If you're convinced that using humor is a good idea, but you're not sure how to do it, here are a few tips:
Don't feel you have to be a stand-up comedian to use humor effectively. Anyone wanting to be perceived as the next Bill Cosby will be frustrated. Come to appreciate your own style rather than comparing yourself to professional comedians.
Be adventurous and give humor a try. Try to add one new humorous story or example every time you speak.
Learning to use humor is not difficult, and it's one investment on which you'll always get a great return. Once you have an understanding of humor, you'll feel more comfortable using it.
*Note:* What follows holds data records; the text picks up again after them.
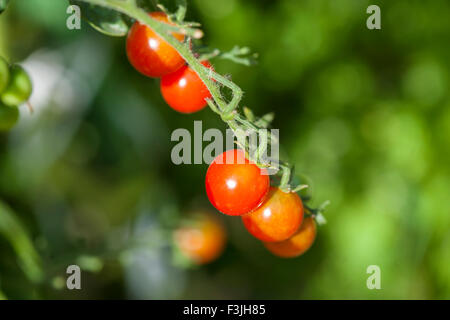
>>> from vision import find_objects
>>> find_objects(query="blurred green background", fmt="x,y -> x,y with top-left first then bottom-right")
0,0 -> 449,299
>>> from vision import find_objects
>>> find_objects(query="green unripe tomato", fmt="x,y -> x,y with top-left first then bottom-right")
1,64 -> 32,107
0,103 -> 19,131
0,56 -> 9,95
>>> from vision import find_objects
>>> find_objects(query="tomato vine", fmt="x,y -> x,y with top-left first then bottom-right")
72,0 -> 328,224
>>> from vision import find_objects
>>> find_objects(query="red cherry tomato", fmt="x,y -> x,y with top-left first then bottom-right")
242,187 -> 304,242
126,12 -> 185,78
160,61 -> 213,113
205,149 -> 270,216
264,216 -> 316,258
173,213 -> 226,265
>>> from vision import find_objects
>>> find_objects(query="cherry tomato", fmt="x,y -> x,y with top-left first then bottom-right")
264,216 -> 316,258
205,149 -> 270,216
173,213 -> 226,265
1,65 -> 32,107
126,12 -> 185,78
0,57 -> 10,95
160,60 -> 212,113
241,187 -> 304,242
0,103 -> 19,131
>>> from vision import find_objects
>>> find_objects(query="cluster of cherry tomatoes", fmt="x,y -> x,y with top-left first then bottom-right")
125,12 -> 316,262
206,149 -> 316,258
0,56 -> 32,131
126,12 -> 212,114
171,150 -> 317,264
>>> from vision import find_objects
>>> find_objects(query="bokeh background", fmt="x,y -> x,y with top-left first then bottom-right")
0,0 -> 449,299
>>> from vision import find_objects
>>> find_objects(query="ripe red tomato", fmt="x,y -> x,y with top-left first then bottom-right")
126,12 -> 185,78
173,213 -> 226,264
160,60 -> 212,113
264,216 -> 316,258
241,187 -> 303,242
205,149 -> 270,216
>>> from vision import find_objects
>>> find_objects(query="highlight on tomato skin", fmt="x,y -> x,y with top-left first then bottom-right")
126,11 -> 185,78
160,60 -> 213,113
241,187 -> 304,242
264,216 -> 317,258
173,213 -> 227,265
205,149 -> 270,216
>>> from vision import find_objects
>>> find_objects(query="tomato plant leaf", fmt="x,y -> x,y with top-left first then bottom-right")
220,46 -> 259,66
0,200 -> 43,283
175,0 -> 187,22
70,0 -> 130,37
196,46 -> 258,67
254,112 -> 275,128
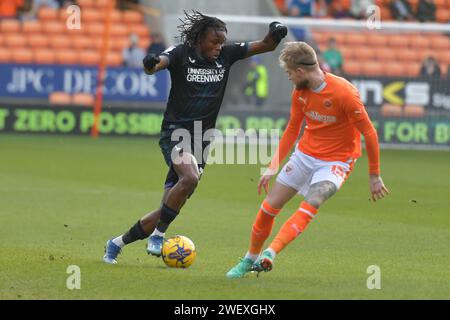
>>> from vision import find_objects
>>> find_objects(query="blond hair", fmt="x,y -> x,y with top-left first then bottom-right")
279,41 -> 318,71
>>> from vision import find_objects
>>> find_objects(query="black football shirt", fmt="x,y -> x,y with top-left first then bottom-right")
160,42 -> 249,133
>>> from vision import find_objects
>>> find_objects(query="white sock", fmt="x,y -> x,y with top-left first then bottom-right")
112,236 -> 125,248
265,247 -> 277,259
244,252 -> 259,262
151,229 -> 165,237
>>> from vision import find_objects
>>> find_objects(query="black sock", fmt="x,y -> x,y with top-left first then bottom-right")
122,220 -> 149,245
156,204 -> 179,233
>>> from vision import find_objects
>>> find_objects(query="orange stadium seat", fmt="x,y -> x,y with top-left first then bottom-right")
43,21 -> 65,34
361,61 -> 383,76
0,48 -> 11,63
56,50 -> 79,65
343,61 -> 362,75
384,62 -> 405,77
106,52 -> 123,66
396,49 -> 419,62
49,35 -> 72,49
38,7 -> 59,21
95,0 -> 110,8
412,36 -> 431,49
72,93 -> 95,106
404,105 -> 425,118
22,21 -> 42,34
367,34 -> 388,47
80,50 -> 100,65
139,37 -> 151,50
381,104 -> 403,117
436,9 -> 450,22
110,24 -> 129,37
330,33 -> 346,45
430,35 -> 450,50
1,19 -> 20,33
406,63 -> 421,77
28,34 -> 50,49
353,47 -> 376,60
82,8 -> 103,23
434,50 -> 450,64
375,48 -> 397,61
312,32 -> 328,45
387,35 -> 410,47
344,34 -> 366,46
123,11 -> 144,24
87,23 -> 105,36
49,92 -> 72,105
77,0 -> 95,8
338,46 -> 354,60
34,49 -> 56,64
434,0 -> 447,8
5,34 -> 26,48
128,24 -> 150,39
72,35 -> 94,50
109,37 -> 130,51
111,10 -> 123,22
12,49 -> 33,64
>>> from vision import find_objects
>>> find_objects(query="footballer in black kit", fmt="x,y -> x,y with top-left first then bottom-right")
103,11 -> 288,264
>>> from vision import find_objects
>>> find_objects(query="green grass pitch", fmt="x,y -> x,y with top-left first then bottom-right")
1,134 -> 450,299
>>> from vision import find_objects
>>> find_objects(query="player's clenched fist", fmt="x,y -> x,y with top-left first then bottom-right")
143,54 -> 160,70
269,21 -> 288,43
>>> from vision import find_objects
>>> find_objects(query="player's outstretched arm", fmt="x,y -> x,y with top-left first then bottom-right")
245,21 -> 288,57
143,54 -> 169,75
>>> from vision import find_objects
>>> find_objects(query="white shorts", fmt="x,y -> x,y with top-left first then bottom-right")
276,149 -> 355,196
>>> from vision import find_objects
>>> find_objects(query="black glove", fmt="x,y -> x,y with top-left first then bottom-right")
143,54 -> 160,70
269,21 -> 288,44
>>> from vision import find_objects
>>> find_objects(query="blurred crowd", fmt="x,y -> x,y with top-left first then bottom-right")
274,0 -> 443,23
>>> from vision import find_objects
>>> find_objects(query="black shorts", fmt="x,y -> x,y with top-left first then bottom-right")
159,129 -> 210,189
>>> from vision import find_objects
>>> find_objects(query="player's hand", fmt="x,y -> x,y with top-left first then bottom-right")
258,171 -> 275,195
369,175 -> 389,202
143,54 -> 160,71
269,21 -> 288,44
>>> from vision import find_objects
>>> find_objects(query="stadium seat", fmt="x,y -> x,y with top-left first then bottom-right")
375,48 -> 396,61
49,35 -> 72,49
43,21 -> 64,34
128,24 -> 150,39
82,8 -> 103,23
38,7 -> 59,21
406,63 -> 421,77
344,34 -> 366,46
111,9 -> 123,22
49,92 -> 72,105
139,37 -> 151,50
28,34 -> 50,49
34,49 -> 56,64
80,51 -> 101,65
12,49 -> 33,64
387,35 -> 410,47
77,0 -> 95,8
396,49 -> 419,62
404,105 -> 425,118
71,36 -> 94,50
72,93 -> 95,106
338,46 -> 354,60
343,61 -> 362,75
361,61 -> 383,76
381,104 -> 403,117
56,50 -> 79,65
436,9 -> 450,23
106,52 -> 123,66
123,11 -> 144,24
110,24 -> 129,37
353,47 -> 377,60
430,36 -> 450,50
435,50 -> 450,64
0,48 -> 11,63
384,62 -> 405,77
109,37 -> 130,51
22,21 -> 42,34
95,0 -> 110,8
87,23 -> 105,36
412,36 -> 431,49
1,19 -> 20,33
5,35 -> 26,48
367,34 -> 388,47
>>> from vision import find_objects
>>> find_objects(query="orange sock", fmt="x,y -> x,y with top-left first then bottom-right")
269,201 -> 318,254
249,200 -> 281,255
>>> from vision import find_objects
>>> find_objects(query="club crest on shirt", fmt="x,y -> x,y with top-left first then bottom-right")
323,99 -> 332,108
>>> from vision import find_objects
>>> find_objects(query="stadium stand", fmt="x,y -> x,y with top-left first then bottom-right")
0,1 -> 152,67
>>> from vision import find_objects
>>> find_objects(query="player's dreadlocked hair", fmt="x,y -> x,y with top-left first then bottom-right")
177,10 -> 227,47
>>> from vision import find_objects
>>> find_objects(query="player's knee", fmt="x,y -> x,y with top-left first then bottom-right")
304,196 -> 322,209
179,174 -> 199,193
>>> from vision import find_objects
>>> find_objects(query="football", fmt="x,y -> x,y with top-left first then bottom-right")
162,235 -> 197,268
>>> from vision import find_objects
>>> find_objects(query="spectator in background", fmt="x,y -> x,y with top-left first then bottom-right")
350,0 -> 374,19
123,33 -> 146,68
330,0 -> 350,19
315,0 -> 330,18
322,37 -> 343,75
390,0 -> 414,21
243,56 -> 269,107
273,0 -> 289,16
287,0 -> 314,17
416,0 -> 436,22
0,0 -> 24,19
420,56 -> 441,79
147,33 -> 166,56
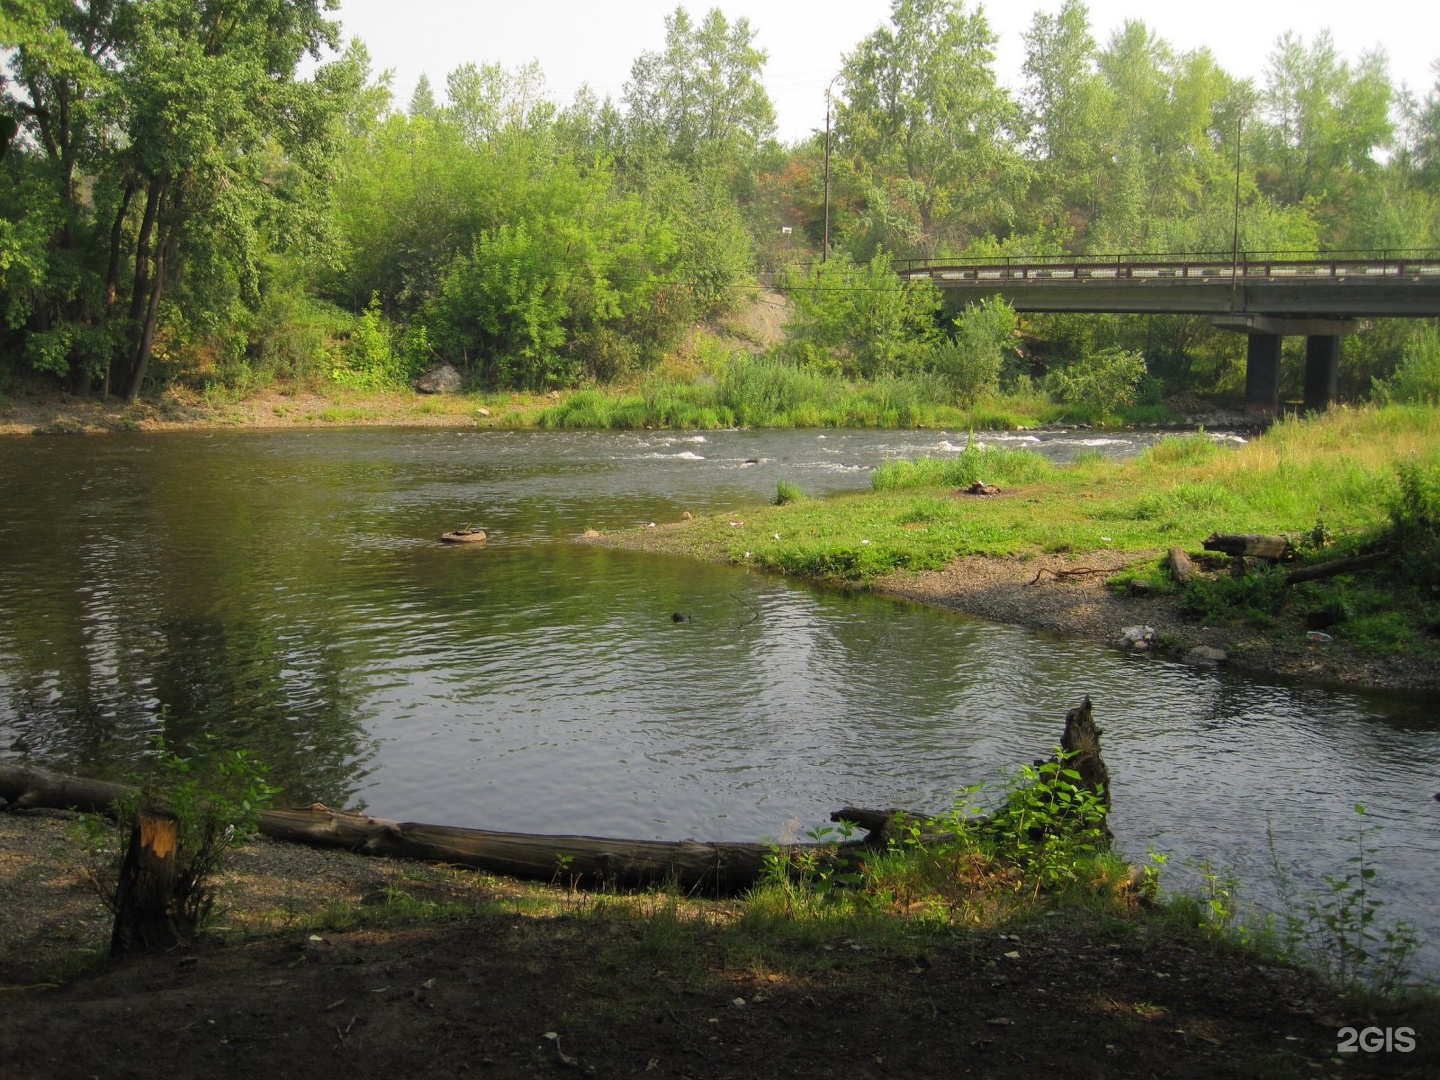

Get your creative juices flowing by looking all around you for sources of humor. Politics, news, television shows, current movies, sports, best-selling books, the group you are speaking to, and even the people in it are all potential sources of topical humor.
Read books on humor—anthologies, collections of jokes for speakers, and so on. See what people before you have used in various situations. Almost every industry has some sort of humorous slant, inside jokes, and vocabulary. I once addressed an insurance group as the "people who knew how to fill out a 5500 C form"—something everyone present could relate to.
The better prepared you are, the more spontaneous you can be. The best way to learn how to come up with something funny on the spur of the moment is to learn how to do this before the moment occurs.
If you have a strong comic sense, that's great. But realize that if you can tell a simple story—and I've never met anyone who couldn't—you will get warm chuckles of empathy and recognition, which are just as encouraging for the speaker as laughter.